Das Projekt untersucht die von dem Kölner Erzbischof Arnold von Wied auf dem Areal seiner Familienburg errichtete hochmittelalterliche Doppelkapelle St. Maria und Clemens im Bonner Stadtteil Schwarzrheindorf. Besonderes Augenmerk liegt auf dem einzigartigen Bildprogramm aus der Mitte des 12. Jahrhunderts, einem Bilderzyklus zu den alttestamentlichen Visionen des Propheten Ezechiel, das in seiner innovativen Ikonographie, medialen und bildargumentativen Anlage, konzeptionellen und kompositorischen Struktur im zeit- und geistesgeschichtlichen Kontext sowie in seinem architektonischen Rahmen und dessen Rezeptionsvorgaben analysiert wird.

Eine erneute Beschäftigung mit den exzeptionellen Wandmalereien ist geboten, da die letzte, 1999 abgeschlossene Restaurierung den mittelalterlichen Originalbestand der im 19. Jahrhundert unter mehrfachen Tünchen wiederentdeckten und teils fehlerhaft ergänzten Ausmalung klären konnte. Die überraschende Erkenntnis, dass deutlich mehr als erwartet dem Ursprungsbefund zugerechnet werden kann, stellt die Untersuchung auf eine völlig neue Basis.
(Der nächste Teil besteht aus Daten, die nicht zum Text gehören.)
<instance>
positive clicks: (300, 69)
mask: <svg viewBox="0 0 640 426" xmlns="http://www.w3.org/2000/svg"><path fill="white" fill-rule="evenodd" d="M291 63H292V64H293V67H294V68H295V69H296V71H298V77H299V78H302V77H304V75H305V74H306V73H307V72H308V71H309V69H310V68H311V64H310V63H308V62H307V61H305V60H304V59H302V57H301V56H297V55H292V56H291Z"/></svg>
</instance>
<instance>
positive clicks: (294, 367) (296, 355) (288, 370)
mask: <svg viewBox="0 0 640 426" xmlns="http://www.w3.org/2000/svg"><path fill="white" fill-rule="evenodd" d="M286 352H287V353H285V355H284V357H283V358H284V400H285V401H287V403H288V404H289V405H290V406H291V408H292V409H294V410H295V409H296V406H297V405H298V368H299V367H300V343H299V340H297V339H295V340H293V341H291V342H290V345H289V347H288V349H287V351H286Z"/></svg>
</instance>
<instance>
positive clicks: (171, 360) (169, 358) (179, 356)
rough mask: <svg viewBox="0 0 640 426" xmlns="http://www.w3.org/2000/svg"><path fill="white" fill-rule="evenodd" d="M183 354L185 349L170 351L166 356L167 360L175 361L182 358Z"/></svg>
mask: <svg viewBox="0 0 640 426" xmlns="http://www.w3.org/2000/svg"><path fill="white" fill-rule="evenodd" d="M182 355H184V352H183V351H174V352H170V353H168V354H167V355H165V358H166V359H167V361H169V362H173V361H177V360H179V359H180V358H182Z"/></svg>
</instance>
Während die Architektur – „eine der geistreichsten, am weisesten überlegten, am konsequentesten durchdachten architektonischen Schöpfungen des ganzen 12. Jahrhunderts“ (Paul Clemen)  – bereits vielfach zum Gegenstand der Forschung gemacht wurde, haben die Wandmalereien seitens der Kunstgeschichte noch nicht die dem Anspruch des Baus gebührende Aufmerksamkeit erfahren. Zentrale Fragen bis hin zur Klärung einiger Ikonographien sind bis heute offen. Auch das genaue Verhältnis des Bildprogramms zu dem als Inspirationsquelle vermuteten Ezechielkommentar des Rupert von Deutz ist nicht ausreichend geklärt. Darüber hinaus wird oft pauschal auf die Komplexität der Bedeutungsbezüge und Übertragungsebenen im Bildprogramm verwiesen, ohne, dass dies inhaltlich ausführlich dargelegt und die dies anzeigenden formalen Aspekte benannt werden oder untersucht wird, inwiefern diese Übertragungsebenen auch die doppelstöckige Architektur bzw. den Bau in seiner gesamten Anlage und Konzeption miteinbeziehen. Ziel des Projekts ist daher eine umfassende Analyse der visuellen Strategien und der Wahrnehmung der Bilder im Raumzusammenhang. Inwiefern regen die konkrete Gestaltung der Bilder und ihre räumliche Disposition die visuelle Exegese an? Welche bildlichen Mittel werden angewendet, um den Betrachter auf die komplexen Bedeutungsbezüge der Bilder untereinander und die vielfachen Bedeutungsdimensionen und Übertragungsebenen des Dargestellten hinzuweisen? Welches Vorwissen, welche Fähigkeiten sind dabei gefordert, wer sind also die Adressaten? Welches Ziel verfolgt der Auftraggeber damit und welche Funktionen erfüllen die Bilder in ihrem konkreten zeithistorischen, geistesgeschichtlichen und sakralräumlich-performativen liturgischen Kontext? 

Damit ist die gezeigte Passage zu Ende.